If you’ve read my articles here on Dream Interviews, you’ll noticed that dreams do all these things. They punch you in the gut with fear and ecstasy, fill your eyes, ears, nose and body with sensations, and dance you through a series of scenes that measure an Arc of Meaning, in a sense Acts I, II, and III of a dream-life play. And of course, the dream leaves you with ‘what the hell did that all mean?’, a sense of deep abiding mystery (and perhaps not a little frustration and confusion).
In fact, in thinking about ways of teaching and encouraging storytelling, I’ve noticed that folks who recall a vivid dream already demonstrate incredible ability of recall and texture of the story, as if they spent all night hard at work memorizing a long, complex, bizarre folktale that they want to effortlessly perform at the drop of a hat.
Think about this.
Our dreams (and our dream-selves) have us figured out to an extent that they can do this to us. With no conscious work on our part, they burn their story into our being, and leave us giddy to tell someone ‘about that crazy dream I had last night’.
I have started to feel that this particular someone has a much better model for teaching storytelling than I do. Of course, dreams apply so individually and idiosyncratically that they usually don’t carry meaning to the often unimpressed listeners. And some out there do not remember their dreams (and others may think they do not even have them). So how do we apply the lessons of dreams to improve our storytelling?
One of my favorite effects of dreams comes from their unwillingness to tell or explain anything. That sense of mystery that they can impart has such a powerful impact, it can leave me with a sense of magic and divinity, even concerning the most mundane subjects. Modern storytellers, on the whole, just don’t seem to get this need for mystery as well as old myths and folktales.
For example, I believe that among devotees of the Star Wars storyline, the explanation of the mystical and all-pervading Force as sourcing from small mutualistic organisms in our blood called ‘midi-chlorians’ caused almost universal disappointment and frustration. I often heard the rationale for these feelings as the fans considered it a bad explanation, or it didn’t make sense, or it just sounded stupid.
I never heard anyone say, as I suspect, that George Lucas’ true transgression occurred when he tried to explain the Force at all; that, in fact, no explanation suffices for the Force. It dwells in a mythic space of story where, to explain something, means to kill it and pull it out of that space. I think the fans, consciously or unconsciously, knew this and reacted emotionally and viscerally in the defense of something meaningful and alive to them.
Part of the new tide of indie story games involves an effort to create setting and situation on the fly, out of a small number of evocative and inspiring story elements; pictures, poetry, snippets of story. To the extent this works, I believe it works because of the awareness of mystery and the discovery of more mystery to come. To ever end on an answer will kill a story, in my opinion. In my experience it certainly will kill a conversation, create dead ends in a spiritual life, and alienate the other in a relationship. Questions and mystery really matter when caring for and creating story that really matters too.
At the Story Games forum recently Nathan Herrold asked why so few (if any) indie games attended to ‘the Return Home’ part of the Hero’s Journey?

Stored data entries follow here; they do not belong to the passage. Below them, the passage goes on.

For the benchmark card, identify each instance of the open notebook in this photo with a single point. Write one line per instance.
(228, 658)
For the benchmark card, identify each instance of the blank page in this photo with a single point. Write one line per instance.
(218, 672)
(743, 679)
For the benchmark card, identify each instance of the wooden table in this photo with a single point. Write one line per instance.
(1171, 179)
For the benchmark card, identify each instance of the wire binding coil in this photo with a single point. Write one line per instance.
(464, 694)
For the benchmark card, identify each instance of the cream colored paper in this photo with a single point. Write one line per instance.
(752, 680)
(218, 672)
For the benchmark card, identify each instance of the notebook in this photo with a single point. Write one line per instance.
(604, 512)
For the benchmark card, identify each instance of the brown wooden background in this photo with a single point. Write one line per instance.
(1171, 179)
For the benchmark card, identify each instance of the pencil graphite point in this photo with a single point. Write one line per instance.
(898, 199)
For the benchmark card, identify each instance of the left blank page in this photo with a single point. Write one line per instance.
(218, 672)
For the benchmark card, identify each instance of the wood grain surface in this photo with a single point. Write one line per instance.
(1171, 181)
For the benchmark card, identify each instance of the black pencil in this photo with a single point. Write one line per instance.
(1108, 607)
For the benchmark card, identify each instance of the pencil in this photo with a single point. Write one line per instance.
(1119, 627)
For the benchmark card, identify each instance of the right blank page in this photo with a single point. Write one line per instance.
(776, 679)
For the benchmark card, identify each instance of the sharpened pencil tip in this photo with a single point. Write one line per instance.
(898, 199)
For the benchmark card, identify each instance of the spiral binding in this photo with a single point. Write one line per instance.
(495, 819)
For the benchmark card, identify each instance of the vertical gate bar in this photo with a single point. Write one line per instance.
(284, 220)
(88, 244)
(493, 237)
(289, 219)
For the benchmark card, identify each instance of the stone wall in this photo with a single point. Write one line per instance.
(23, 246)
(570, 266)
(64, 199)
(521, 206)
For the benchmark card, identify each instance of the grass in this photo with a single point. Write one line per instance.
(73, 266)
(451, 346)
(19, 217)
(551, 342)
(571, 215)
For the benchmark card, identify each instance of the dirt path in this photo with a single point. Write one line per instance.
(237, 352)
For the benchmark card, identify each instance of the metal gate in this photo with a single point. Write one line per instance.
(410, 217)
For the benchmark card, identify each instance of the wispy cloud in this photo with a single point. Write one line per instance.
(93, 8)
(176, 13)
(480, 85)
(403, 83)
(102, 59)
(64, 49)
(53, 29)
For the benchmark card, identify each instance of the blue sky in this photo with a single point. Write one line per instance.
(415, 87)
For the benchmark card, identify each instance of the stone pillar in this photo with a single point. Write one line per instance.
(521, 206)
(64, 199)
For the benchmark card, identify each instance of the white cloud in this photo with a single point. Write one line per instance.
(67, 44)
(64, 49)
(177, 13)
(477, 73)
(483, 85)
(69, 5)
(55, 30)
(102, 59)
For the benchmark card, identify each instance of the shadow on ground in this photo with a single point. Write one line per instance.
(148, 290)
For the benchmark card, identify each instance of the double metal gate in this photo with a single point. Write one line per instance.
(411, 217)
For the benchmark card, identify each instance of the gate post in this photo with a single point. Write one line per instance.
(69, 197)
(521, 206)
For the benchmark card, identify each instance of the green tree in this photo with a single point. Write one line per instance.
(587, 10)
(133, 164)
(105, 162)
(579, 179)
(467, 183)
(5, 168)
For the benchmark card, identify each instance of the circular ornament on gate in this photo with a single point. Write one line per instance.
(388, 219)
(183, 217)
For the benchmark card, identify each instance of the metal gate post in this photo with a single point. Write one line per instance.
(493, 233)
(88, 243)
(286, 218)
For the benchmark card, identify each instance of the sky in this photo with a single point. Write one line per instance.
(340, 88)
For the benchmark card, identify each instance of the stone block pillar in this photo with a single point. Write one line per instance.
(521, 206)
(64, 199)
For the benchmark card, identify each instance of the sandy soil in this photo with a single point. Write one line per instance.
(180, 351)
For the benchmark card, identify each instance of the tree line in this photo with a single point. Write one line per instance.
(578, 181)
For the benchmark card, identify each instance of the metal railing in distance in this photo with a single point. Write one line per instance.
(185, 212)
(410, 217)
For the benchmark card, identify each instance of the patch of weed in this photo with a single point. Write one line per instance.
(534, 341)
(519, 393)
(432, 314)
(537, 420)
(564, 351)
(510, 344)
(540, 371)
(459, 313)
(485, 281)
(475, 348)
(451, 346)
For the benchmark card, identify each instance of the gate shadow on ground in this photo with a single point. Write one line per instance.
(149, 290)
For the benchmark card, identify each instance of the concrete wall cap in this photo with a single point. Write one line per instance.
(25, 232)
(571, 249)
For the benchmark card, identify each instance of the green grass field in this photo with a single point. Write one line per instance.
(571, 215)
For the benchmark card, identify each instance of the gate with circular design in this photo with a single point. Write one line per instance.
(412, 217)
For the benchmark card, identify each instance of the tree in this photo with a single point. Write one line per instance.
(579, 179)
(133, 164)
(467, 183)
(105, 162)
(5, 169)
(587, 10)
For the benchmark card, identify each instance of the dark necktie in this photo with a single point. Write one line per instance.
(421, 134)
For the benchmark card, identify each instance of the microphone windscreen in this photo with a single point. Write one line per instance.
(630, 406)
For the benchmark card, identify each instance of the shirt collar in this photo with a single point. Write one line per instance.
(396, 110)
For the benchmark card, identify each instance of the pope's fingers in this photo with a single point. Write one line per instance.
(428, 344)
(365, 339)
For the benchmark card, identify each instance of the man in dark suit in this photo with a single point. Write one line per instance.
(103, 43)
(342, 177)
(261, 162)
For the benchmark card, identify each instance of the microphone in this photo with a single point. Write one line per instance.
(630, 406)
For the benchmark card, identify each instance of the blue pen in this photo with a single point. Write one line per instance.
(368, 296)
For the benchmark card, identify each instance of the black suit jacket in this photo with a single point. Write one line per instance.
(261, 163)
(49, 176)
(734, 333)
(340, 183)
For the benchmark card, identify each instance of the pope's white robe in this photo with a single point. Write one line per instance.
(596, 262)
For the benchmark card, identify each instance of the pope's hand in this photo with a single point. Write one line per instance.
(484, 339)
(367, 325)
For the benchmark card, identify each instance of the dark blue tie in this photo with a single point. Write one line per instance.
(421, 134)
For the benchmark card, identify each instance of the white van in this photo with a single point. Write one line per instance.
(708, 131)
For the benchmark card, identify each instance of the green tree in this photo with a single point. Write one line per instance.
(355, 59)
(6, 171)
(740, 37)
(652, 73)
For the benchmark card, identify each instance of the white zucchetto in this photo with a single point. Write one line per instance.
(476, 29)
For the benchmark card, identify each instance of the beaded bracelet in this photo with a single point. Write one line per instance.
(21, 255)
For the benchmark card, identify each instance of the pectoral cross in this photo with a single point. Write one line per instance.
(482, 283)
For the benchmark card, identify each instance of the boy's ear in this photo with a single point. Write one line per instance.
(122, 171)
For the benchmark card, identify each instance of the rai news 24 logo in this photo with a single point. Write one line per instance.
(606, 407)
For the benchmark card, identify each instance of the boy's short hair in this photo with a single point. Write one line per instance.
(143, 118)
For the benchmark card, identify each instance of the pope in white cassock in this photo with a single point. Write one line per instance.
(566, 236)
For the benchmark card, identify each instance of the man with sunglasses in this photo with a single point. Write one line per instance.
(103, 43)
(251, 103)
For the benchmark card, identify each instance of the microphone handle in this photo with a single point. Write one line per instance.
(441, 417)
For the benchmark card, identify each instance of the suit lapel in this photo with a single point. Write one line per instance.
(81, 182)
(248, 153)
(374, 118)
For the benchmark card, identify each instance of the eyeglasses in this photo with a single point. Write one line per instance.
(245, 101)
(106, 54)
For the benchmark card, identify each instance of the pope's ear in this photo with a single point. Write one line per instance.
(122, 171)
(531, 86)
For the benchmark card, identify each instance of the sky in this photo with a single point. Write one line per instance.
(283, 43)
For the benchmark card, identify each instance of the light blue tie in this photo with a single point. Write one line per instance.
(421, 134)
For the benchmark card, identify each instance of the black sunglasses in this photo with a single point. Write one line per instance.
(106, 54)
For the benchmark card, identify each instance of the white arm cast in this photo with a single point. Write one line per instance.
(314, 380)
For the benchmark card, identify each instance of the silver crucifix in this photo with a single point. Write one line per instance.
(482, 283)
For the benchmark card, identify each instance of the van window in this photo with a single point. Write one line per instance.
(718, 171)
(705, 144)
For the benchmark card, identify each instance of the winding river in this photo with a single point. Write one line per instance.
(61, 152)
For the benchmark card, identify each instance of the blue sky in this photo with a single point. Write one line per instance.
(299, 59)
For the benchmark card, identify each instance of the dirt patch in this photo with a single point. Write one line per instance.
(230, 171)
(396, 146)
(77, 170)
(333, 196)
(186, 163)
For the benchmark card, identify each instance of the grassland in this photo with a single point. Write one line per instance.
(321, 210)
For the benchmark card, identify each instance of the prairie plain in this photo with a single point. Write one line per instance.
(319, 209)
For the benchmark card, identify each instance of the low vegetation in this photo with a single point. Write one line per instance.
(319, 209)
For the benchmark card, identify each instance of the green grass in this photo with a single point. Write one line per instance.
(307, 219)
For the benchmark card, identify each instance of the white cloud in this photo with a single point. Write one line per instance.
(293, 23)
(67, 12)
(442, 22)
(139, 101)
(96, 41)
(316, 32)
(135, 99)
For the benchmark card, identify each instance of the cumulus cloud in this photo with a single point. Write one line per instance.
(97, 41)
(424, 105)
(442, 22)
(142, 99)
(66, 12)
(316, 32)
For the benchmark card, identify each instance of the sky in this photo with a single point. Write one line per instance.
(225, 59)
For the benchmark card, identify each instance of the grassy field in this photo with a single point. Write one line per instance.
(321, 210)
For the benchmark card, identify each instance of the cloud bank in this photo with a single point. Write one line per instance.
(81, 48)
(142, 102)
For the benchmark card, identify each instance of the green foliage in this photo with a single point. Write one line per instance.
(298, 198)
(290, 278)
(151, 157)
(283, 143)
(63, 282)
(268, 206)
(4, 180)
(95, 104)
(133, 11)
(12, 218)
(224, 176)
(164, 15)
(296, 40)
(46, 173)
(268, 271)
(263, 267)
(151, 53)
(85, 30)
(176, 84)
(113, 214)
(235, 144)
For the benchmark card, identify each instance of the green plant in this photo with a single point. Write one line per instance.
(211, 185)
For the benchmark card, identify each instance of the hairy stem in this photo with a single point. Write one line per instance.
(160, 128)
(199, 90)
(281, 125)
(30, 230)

That time of integration and reflection of the adventure and challenges abroad; that time of noticing how self has changed, and how home changed too. Lord of the Rings does this wonderfully when the hobbits return to the Shire in the chapters starting with ‘the Scouring of the Shire’. Odysseus has a similar experience when coming home from his journeys.
Integrating and reflection on what we have done and where we have gone can really challenge us, and I see us as a culture of people who live according to the motto, “get over it – move on with your life – find the next adventure”. I think by including this Return Home (a parallel to Act III in a dream) in our storyjamming life, we can create more meaningful stories that ‘stick with us’. By also not explaining, by leaving mysteries open-ended (or at least always ensure solving a mystery opens a new one), we can keep magic and awe in our tellings.